エ 警察署長等は、規制除外車両確認申出受理簿(確認証明書交付簿)(別記様式第9号。以下「確認証明書交付簿」という。)を備え付け、申出の受理並びに確認標章及び除外証明書の交付の事務処理の経過を明らかにしておくものとする。
(3) 申出者に対する指導
規制除外車両の確認の申出者に対する指導については、第4の1の(5)の規定を準用する。この場合において、「確認標章」とあるのは「災対法施行規則別記様式第3に定める標章」と、「確認証明書」とあるのは「除外証明書」と、「緊急通行等業務」とあるのは「緊急通行に係る業務」と読み替えるものとする。
2 事前届出が行われていない車両の場合
警察署長等は、届出済証の交付を受けていない車両の使用者から申出があった場合は、事前届出の対象とする車両のみに対し、次に定めるところにより確認を行うものとする。
(1) 申出者の確認等
申出者の確認及び申出の場所については、第4の2の(1)及び(2)の規定を準用する。この場合において、同(1)中「緊急通行等業務」とあるのは「緊急通行に係る業務」と読み替えるものとする。
(2) 申出に必要な書類
申出の際には、次に掲げる書類を提出させるものとする。
ア 規制除外車両確認申出書(別記様式第10号)
イ 第5の2の(1)のウの(イ)に規定する書類
(3) 確認の方法
確認は、申出に係る車両が第5の1に規定する車両に該当するかどうかを、提出させた書類の記載内容を確認して行うものとする。
(4) 確認標章及び除外証明書の交付
確認標章及び除外証明書を交付する手続等については、1の(2)の規定を準用する。この場合において、同イ中「当該除外証明書に係る届出済証に付してあるものと同一」とあるのは「各警察署ごとの一連番号とし、当該番号に和歌山県警察公文書管理規程(平成13年和歌山県警察本部訓令第21号)第24条に規定する所属記号を冠するもの」と、同エ中「規制除外車両確認申出受理簿(確認証明書交付簿)(別記様式第9号)」とあるのは「規制除外車両確認申出受理簿(確認証明書交付簿)(事前届出のされていない車両用)(別記様式第11号)」と読み替えるものとする。
(5) 申出者に対する指導
事前届出を行っていない車両の申出者に対する指導については、第4の1の(5)の規定を準用する。この場合において、「確認証明書」とあるのは「規制除外車両確認証明書」と、「緊急通行等業務」とあるのは「緊急通行に係る業務」と読み替えるものとする。
第7 確認標章の交付件数の報告
1 交通部高速道路交通警察隊長及び警察署長は、災対法第76条第1項の規定により交通規制を実施したときは、緊急通行車両に対する標章交付件数報告書(別記様式第12号)及び規制除外車両に対する標章交付件数報告書(別記様式第13号)により、標章の交付件数を交通規制課長に報告するものとする。

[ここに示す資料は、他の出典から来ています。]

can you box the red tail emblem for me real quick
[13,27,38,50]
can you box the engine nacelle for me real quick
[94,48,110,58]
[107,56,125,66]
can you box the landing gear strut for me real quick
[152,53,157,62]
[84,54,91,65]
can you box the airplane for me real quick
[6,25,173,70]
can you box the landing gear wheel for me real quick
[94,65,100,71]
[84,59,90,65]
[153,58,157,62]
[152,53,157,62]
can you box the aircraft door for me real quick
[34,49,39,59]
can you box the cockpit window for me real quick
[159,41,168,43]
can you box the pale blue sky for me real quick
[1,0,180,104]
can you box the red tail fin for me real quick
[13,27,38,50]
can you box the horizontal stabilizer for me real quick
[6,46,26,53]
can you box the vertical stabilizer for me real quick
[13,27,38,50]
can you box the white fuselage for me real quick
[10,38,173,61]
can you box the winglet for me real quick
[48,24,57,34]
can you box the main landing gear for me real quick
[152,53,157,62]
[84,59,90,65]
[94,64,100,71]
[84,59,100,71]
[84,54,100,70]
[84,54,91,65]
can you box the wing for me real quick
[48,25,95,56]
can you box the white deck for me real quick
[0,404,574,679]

2 報告の要領については、災害発生時に別途指示する。
第8 その他
1 災害対策に従事する自衛隊、米軍及び外交官に関係する車両であって、特別の自動車番号標を有しているものは、確認標章及び確認証明書の備付けを要しないものとして整理するため、この要領の規定を適用しない。

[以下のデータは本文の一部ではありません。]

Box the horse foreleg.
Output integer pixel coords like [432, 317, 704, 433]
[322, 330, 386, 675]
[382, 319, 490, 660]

2 規制除外車両に係る事前届出をした後に指定行政機関等との契約等により災害応急対策に使用されることとなった車両を緊急通行車両等として取り扱うときは、当該車両について、緊急通行車両等に係る事前届出を行わせること。
第9 経過措置
この要領の施行の際現にこの通達による廃止前の「緊急通行車両の事前届出・確認手続等要領の制定について(例規)」(平成9年2月21日付け交規第6号)の規定に基づき交付した緊急通行車両事前届出済証は、この要領の規定により交付した緊急通行車両等事前届出済証とみなす。